Paralaubuca typus
- Conservation status: Least Concern (IUCN 3.1)

Scientific classification
- Kingdom: Animalia
- Phylum: Chordata
- Class: Actinopterygii
- Order: Cypriniformes
- Family: Xenocyprididae
- Genus: Paralaubuca
- Species: P. typus
- Binomial name: Paralaubuca typus (Bleeker, 1864)
- Synonyms: Chela paralaubuca Günther, 1868 ; Pseudolaubuca lateralis Sauvage, 1876 ; Chela stigmabrachium Fowler, 1934 ; Paralaubuca stigmabrachium (Fowler, 1934) ;

= Paralaubuca typus =

- Authority: (Bleeker, 1864)
- Conservation status: LC

Species of fish

Paralaubuca typus is a species of freshwater ray-finned fish belonging to the family Xenocyprididae, the East Asian minnows or sharpbellies. This fish occurs in south-east Asia. It is found in Thailand in the basins of the Chao Phraya, Tapi, Mekong and Mae Klong and in the Mekong on Laos and Cambodia, as well as Vietnam where it is also found in the La Ngà River. It is one of the most abundant fish species in the lower Mekong.

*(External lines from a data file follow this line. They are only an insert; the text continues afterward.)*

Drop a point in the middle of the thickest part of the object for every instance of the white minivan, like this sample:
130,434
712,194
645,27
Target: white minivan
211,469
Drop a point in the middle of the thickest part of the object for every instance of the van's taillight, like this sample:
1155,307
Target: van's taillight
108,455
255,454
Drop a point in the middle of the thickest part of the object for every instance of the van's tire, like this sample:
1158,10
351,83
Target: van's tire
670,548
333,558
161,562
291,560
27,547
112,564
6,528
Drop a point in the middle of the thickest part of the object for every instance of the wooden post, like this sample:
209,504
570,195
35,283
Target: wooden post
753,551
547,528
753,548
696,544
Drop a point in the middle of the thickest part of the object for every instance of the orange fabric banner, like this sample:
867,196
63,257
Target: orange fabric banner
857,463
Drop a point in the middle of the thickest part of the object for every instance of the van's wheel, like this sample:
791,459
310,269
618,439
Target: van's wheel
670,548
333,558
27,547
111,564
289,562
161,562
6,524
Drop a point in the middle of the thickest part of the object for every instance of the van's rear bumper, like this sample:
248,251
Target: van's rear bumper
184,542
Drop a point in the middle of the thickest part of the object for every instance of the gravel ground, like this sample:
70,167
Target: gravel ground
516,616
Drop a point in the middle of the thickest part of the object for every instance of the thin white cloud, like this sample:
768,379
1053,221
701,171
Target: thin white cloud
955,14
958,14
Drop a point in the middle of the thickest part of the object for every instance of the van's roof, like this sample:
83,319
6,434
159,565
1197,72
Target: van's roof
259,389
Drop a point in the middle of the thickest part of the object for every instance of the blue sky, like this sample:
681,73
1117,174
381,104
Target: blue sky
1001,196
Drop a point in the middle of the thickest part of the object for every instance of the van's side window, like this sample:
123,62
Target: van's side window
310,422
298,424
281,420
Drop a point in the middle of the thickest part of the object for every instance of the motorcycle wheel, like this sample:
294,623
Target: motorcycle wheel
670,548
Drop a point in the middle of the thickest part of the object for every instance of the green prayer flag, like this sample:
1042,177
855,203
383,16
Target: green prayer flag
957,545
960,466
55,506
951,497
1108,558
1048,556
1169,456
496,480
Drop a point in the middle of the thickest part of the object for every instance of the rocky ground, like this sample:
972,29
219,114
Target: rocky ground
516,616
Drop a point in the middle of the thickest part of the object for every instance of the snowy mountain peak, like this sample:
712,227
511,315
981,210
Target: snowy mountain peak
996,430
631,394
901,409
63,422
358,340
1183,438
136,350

Paralaubuca typus inhabits shallow areas of large rivers, where it typically schools and is frequently harvested in significant quantities. During periods of high water levels, it moves into flooded forests, returning to the rivers as water levels recede. Spawning occurs during the onset of seasonal floods, usually between May and July. The eggs and larvae are carried downstream by the current and into inundated areas, where they develop further. It is a long distance migrant, moving out of Tonle Sap upstream in the Mekong between November–February. It feeds on zooplankton and occasionally on insects.

It is a target species for both commercial and subsistence fisheries. It is sometimes sold as fresh fish but it is more often dried or used to make a fermented fish sauce. Deforestation, water pollution, dams and water abstraction are threats to this species.